The British Pound had a poor week which started pretty well but then turned sour after a series of soft economic data. As all the non-USD currencies rallied on Monday, GBP/USD jumped exactly a cent from its opening level of 1.4140 to 1.4240. It was steady in Asia on Tuesday but then tumbled to 1.4075 by Tuesday lunchtime in London. By Wednesday morning it had rallied to 1.4200 but was then sold persistently for the next 48 hours, reaching a low on Friday morning of 1.4015; its lowest since March 21st. A very modest rally off the lows saw it close around 1.4025 but the GBP was the worst performer on the week, falling against every one of the major currencies we follow closely here.
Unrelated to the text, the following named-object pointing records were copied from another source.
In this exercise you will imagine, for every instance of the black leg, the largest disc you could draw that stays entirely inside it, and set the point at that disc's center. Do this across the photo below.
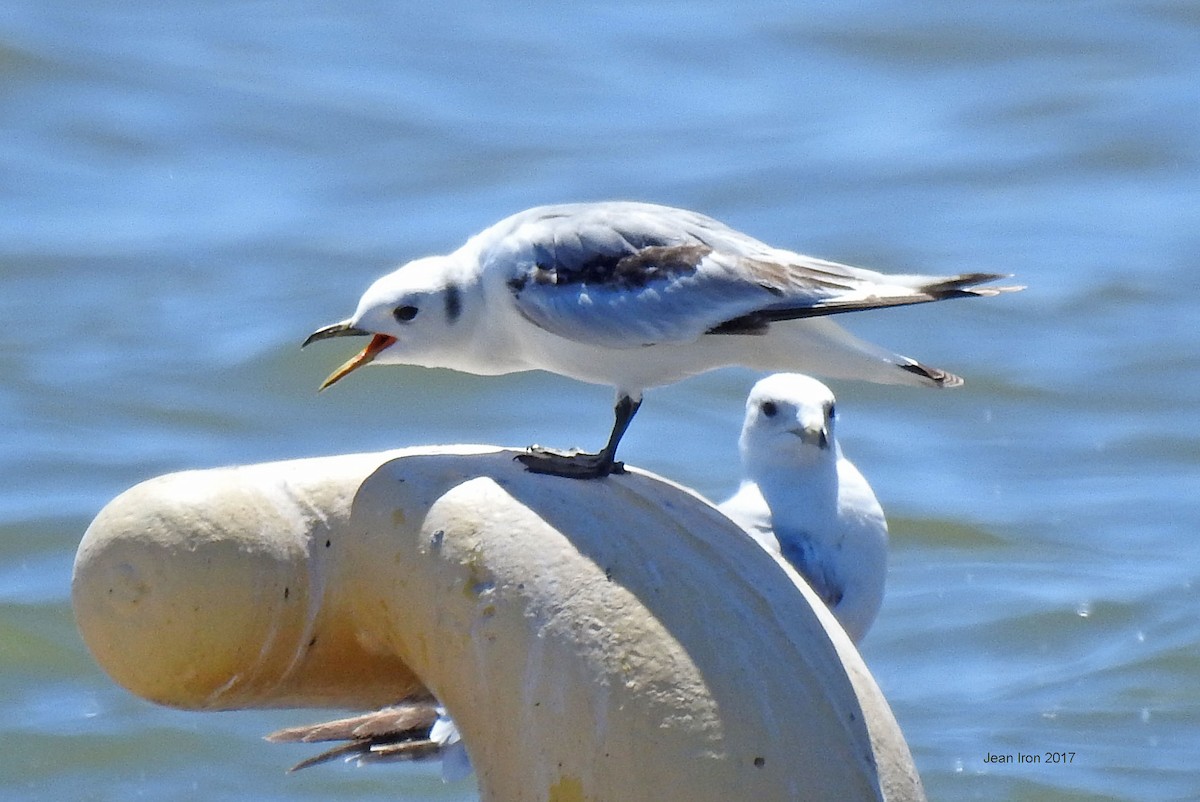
(576, 465)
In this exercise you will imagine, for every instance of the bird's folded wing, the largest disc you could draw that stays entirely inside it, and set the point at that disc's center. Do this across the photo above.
(629, 275)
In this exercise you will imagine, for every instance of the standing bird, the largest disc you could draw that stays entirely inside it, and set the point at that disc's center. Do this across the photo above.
(631, 295)
(804, 501)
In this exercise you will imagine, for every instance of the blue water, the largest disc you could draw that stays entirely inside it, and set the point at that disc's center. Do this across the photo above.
(187, 190)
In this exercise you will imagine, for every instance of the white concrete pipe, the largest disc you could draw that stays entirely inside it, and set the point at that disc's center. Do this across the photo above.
(597, 640)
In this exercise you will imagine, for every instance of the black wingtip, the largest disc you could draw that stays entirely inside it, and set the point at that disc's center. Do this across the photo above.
(933, 375)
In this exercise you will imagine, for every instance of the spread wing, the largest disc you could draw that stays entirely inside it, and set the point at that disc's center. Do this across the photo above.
(625, 275)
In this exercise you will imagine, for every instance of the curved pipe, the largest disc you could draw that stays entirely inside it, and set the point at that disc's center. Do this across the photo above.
(600, 640)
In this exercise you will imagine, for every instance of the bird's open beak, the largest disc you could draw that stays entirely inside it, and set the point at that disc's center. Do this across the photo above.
(343, 329)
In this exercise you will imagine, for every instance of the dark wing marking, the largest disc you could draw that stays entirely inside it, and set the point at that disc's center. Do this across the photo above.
(939, 289)
(628, 275)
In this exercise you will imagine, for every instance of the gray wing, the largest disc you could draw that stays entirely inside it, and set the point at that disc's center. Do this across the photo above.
(625, 275)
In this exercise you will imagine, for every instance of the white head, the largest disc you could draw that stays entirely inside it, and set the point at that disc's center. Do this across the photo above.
(418, 315)
(790, 422)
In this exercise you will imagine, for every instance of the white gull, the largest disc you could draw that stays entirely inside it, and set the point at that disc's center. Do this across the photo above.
(633, 295)
(805, 502)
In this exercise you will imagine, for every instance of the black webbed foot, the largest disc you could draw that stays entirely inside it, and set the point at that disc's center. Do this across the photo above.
(570, 465)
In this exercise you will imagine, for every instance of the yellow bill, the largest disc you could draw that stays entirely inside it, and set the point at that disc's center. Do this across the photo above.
(378, 342)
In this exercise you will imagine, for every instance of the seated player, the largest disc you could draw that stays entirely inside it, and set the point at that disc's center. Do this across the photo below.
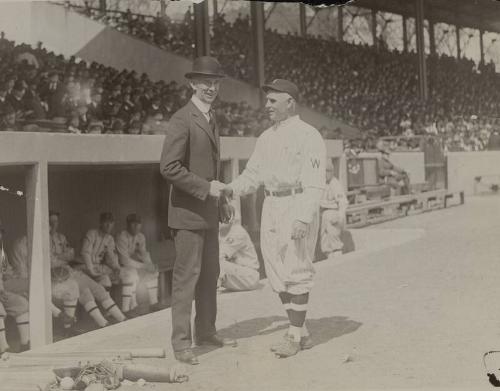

The UK housing market continues to soften - especially in London and surrounding areas - and mortgage lender Nationwide said last week that annual house price growth cooled to a seven-month low of just 2.1% in March; well below consensus estimates of a 2.6% gain. Meantime, the Bank of England said the number of mortgages approved for house purchase fell to 63,910 in February from 67,110 in January, well below economists’ forecasts of a smaller drop to 66,000. The Confederation of British Industry’s distributive trades survey, meantime, showed the retail sales balance fell to -8 from +8 in February, confounding a median forecast of +15. The CBI report said, “Against a backdrop of stagnating household incomes and weak consumer confidence, the lengthy cold snap earlier this month has heaped added pressure on retailers… Freezing conditions and transport disruption caused people to avoid the high street. With many forced to work from home, telecoms firms saw record internet traffic, yet on-line shopping slowed sharply given the potential for disrupted deliveries.”
The second revision to the UK’s Q4 GDP numbers on Thursday didn’t contain any surprises, with quarterly growth unchanged at +0.4% and the annual rate at just 1.4% after 1.8% in Q3. Even with the significant depreciation of the GBP after the EU referendum back in June 2016, net trade was still estimated to have subtracted around 0.4% from GBP; a worse performance than after all other big depreciations of sterling in the post-war period. Elsewhere in the details of the report, household spending was estimated to have increased by 0.3%, while business investment increased by 0.3%, rather than held steady as previously thought. The economic data highlights for the week ahead will be the various PMI surveys (manufacturing, construction and services) released between Tuesday and Thursday. The pound ended last week at USD1.4025, GBP/AUD1.8255 and GBP/NZD1.9365.